Understanding Identity Through API-CLI
by Sheena Ino
API-CLI Year 5 Fellow
Growing up as a mixed-race kid in San Jose, CA, I was always aware of two things: my “mixed-ness” and that I was part of the umbrella of being Asian. People would always ask not knowing where to place me, “Oh, what are you?” or “Where are you from?” and on cue at an early age I would ramble off “my mom is white and my dad is Japanese.” When I would say this around my Grandma Masako, she would often indirectly say, “We are Okinawan.” I never thought twice about this distinct significance until my first term in college, as a first generation student in Corvallis, OR.
My college success instructor, “Auntie Sandy” had us do a project on where our family was from in the Pacific. I remember feeling so embarrassed telling her that I wasn’t from the pacific-She laughed and told me that I needed to understand my family history.

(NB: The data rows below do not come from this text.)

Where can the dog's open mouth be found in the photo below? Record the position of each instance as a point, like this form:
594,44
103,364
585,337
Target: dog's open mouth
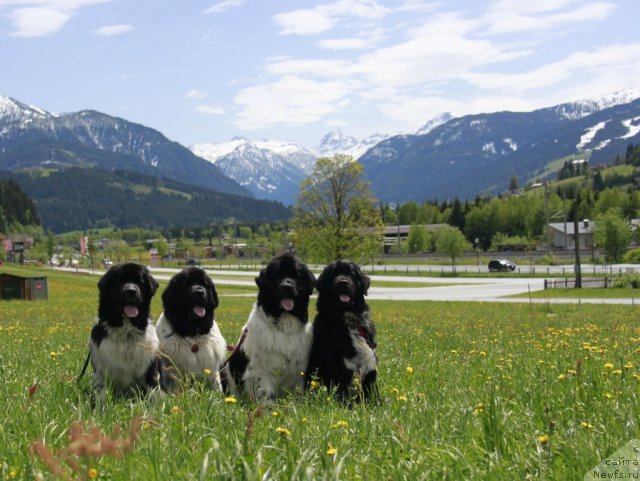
131,311
344,298
287,304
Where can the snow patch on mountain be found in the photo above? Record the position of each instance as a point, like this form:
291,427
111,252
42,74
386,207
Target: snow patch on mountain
589,134
335,142
632,126
434,123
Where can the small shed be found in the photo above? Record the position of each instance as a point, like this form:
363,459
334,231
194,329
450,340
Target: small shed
25,288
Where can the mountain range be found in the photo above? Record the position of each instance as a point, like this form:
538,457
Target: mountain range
466,156
34,138
447,157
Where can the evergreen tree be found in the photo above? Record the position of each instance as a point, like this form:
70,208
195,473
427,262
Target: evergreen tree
598,182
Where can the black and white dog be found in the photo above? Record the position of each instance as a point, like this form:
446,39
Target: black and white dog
190,340
273,350
124,346
344,338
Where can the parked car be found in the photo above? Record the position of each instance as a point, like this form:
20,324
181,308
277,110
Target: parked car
501,265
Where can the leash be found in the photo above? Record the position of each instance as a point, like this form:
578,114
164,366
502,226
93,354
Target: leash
235,348
84,368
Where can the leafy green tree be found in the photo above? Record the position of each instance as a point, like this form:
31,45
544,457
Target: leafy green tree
612,234
419,239
513,183
598,182
450,242
50,246
336,215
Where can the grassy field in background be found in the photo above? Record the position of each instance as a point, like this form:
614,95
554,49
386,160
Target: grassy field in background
469,391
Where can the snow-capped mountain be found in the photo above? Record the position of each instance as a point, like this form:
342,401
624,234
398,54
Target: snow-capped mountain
335,142
582,108
473,154
433,123
30,137
270,169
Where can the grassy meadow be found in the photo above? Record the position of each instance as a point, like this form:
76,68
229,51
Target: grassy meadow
469,391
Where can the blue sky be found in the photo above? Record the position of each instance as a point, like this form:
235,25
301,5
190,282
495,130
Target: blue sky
206,71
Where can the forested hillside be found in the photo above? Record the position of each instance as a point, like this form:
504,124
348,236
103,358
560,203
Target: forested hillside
16,209
76,199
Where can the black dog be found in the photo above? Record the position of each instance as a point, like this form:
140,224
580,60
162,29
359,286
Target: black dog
344,338
189,336
124,346
274,346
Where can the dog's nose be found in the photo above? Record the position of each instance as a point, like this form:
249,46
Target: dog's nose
198,291
130,290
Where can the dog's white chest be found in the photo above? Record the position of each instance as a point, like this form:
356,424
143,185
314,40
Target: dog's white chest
365,359
124,356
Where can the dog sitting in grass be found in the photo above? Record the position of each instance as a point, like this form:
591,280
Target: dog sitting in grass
123,346
344,337
190,339
273,349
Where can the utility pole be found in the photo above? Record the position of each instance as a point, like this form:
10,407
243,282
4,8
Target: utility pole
576,241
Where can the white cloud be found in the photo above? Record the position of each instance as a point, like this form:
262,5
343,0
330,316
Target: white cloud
210,110
223,6
196,94
37,22
111,30
37,18
289,101
608,62
324,17
501,22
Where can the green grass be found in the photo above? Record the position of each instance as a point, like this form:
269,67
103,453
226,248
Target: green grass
495,391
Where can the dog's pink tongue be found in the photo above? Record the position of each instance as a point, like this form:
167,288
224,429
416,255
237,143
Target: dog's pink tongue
287,304
131,311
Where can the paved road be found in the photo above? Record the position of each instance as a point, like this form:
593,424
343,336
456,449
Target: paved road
457,289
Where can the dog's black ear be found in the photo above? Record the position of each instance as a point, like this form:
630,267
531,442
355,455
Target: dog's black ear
260,278
312,280
151,282
363,279
106,278
214,294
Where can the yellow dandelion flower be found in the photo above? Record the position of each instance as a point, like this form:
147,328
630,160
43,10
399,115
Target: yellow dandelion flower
543,439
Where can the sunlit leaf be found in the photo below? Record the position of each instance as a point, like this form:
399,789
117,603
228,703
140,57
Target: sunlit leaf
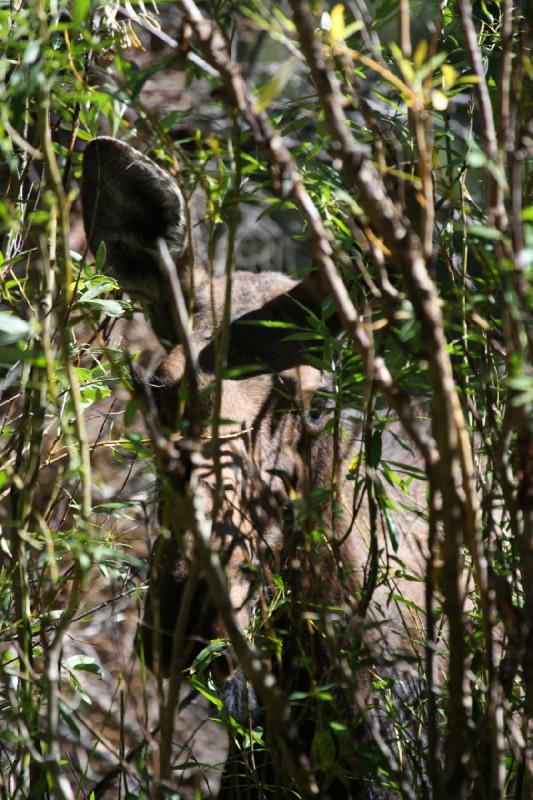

It was there did I embark on
learning the history of my family as Japanese-Americans in internment, my grandma surviving the Battle of Okinawa, and the lived experience of assimilating within the myth of the model minority.
After moving to Portland, I became involved with APANO and was a fellow in the Asian and Pacific Islander Community Leadership Institute (API-CLI) 2017! Being part of API-CLI, with 20 fellows, I learned about the importance of our unique identities and needs as API through the disruption of the model minority rooted in anti-blackness. We worked to de-center Whiteness as a community of APIs through understanding
the urgency of community organizing and legislative advocacy to push areas like ethnic studies in schools. Through this, we acknowledged the importance of community informed ethnic studies in our education system.
Because of college and my API-CLI fellowship, I had the opportunity to begin unlearning my US history courses from elementary. This process of learning about our historical trauma, it has instilled a deep rooted sense of compassion and empathy with our Muslim, Latinx, Black, Native, refugee and immigrant communities out there facing systemic violence today. Through learning about each other’s communities and history, we are able to share understanding. I am so grateful for the APANO community and important work that they do each day.
The API Community Leadership Institute (API-CLI) is a culturally specific leadership development program run by IRCO Asian Family Center in partnership with APANO, and has graduated 87 fellows over five years. API-CLI will not be accepting new fellows in 2017-2018 in order to focus on support for alumni and, pending funding, will be open to new applicants in spring 2018.